Illustration by Sébastien Thibault

Hard to believe Canadian regulators think more research is needed before “cracking down” on Canada’s notoriously high mutual fund fees. Almost 10 years have passed since Peter Tufano’s controversial Harvard study uncovered the ugly truth of Canada’s world-beating (not!) fund MERs. Just a few weeks ago, Tom Bradley, president of Steadyhand Investment Funds, called his industry out for being “stuck in the dark ages,” noting savvy investors are taking matters into their own hands.

Many are switching from high-fee funds or wraps to low-cost index funds or ETFs, either via fee-based advisers (charging maybe 1% of assets) or directly through discount brokerages. But what about those who want a middle ground between paying high-priced advisers and doing it all on their own? They could consider a new Netflix-like subscription-based wealth management system called NestWealth.com.

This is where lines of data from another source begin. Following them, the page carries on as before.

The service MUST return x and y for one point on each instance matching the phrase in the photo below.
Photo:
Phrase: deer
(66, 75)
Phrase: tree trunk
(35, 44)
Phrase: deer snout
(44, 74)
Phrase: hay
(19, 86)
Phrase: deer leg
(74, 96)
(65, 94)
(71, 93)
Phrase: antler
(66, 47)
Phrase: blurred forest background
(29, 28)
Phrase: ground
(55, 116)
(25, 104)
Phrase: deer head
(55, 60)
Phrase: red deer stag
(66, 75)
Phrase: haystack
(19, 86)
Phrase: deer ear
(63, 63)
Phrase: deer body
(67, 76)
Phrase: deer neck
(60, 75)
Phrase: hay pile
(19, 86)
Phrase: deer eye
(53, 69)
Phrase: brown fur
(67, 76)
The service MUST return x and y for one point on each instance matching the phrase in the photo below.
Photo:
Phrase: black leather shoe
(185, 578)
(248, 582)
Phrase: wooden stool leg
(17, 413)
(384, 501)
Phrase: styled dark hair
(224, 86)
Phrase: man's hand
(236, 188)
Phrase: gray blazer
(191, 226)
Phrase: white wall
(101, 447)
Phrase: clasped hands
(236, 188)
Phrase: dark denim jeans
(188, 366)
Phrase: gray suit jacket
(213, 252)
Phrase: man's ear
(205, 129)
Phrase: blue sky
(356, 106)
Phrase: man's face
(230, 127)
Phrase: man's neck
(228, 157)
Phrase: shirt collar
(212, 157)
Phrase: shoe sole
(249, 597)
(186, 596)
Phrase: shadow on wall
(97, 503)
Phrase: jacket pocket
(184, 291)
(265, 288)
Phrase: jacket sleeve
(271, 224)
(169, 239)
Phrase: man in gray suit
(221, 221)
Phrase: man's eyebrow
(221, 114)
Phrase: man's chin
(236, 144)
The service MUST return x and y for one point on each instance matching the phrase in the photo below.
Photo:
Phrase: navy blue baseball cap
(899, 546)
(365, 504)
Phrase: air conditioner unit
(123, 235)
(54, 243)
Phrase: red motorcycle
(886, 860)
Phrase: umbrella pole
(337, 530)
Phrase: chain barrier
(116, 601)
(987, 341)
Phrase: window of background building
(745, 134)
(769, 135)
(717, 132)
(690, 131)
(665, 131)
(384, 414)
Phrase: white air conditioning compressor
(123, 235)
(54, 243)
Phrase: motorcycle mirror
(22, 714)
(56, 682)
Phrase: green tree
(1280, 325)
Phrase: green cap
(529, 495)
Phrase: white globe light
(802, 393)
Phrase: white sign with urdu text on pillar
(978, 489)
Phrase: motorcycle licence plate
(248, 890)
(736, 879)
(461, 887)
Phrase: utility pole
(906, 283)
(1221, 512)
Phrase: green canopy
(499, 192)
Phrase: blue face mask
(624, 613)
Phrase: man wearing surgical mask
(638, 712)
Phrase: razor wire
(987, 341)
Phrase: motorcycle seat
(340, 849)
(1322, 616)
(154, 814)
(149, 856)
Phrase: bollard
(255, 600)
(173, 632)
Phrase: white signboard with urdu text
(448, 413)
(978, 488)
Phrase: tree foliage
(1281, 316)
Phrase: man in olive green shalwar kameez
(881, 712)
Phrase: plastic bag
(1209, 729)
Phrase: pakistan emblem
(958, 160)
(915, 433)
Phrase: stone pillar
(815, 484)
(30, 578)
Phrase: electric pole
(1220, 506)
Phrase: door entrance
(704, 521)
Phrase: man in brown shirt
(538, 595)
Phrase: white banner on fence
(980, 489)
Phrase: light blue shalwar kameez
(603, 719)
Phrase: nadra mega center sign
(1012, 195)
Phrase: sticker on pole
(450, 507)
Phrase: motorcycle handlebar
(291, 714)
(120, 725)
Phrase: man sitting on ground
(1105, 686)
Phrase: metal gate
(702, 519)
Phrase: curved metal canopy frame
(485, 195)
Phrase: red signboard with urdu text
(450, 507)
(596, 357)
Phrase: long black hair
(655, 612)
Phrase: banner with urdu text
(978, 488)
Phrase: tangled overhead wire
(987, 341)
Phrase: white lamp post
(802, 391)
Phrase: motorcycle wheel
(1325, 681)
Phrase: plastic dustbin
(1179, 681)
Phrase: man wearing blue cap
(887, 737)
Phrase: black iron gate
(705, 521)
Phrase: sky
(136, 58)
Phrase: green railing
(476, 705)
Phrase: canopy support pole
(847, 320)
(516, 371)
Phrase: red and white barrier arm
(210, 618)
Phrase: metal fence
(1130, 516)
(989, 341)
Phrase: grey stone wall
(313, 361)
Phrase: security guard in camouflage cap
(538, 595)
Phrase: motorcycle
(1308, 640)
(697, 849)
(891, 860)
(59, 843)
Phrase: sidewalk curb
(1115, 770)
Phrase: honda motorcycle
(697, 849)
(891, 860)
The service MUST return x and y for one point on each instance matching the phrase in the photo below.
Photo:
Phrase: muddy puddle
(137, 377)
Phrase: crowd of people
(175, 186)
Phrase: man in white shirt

Similar online services in the U.S. (like Wealthfront.com) have been dubbed “robo-advisers” for automating ETF portfolios at low cost. Nest Wealth may be the first such service in Canada: founder Randy Cass hopes to roll it out nationally later this year.

700%

Growth for American robo-adviser service Wealthfront since the start of 2013

 

Meanwhile, Ontario investors aged 40 and older can pay $80/month ($40 for those under 40) for a portfolio service that assembles and rebalances ETFs from iShares and Vanguard. Money resides at National Bank Custodial Services, with asset mix matched to Investment Policy Statements customized for clients through an online questionnaire, followed by a telephone conversation with a portfolio manager.

Apart from underlying ETF MERs, the only other fees are the monthly subscription (charged to each spouse) and $20/month for each extra account (such as TFSAs or RRSPs). But unlike retail mutual funds, Nest Wealth won’t cost more as wealth rises. The sweet spot is the mass-affluent demographic above $100,000 but the more you invest, the bigger the savings.

One early adopter on Bay Street I talked to says Canadian retail investors “are just starting to figure out” how much they can save with such services.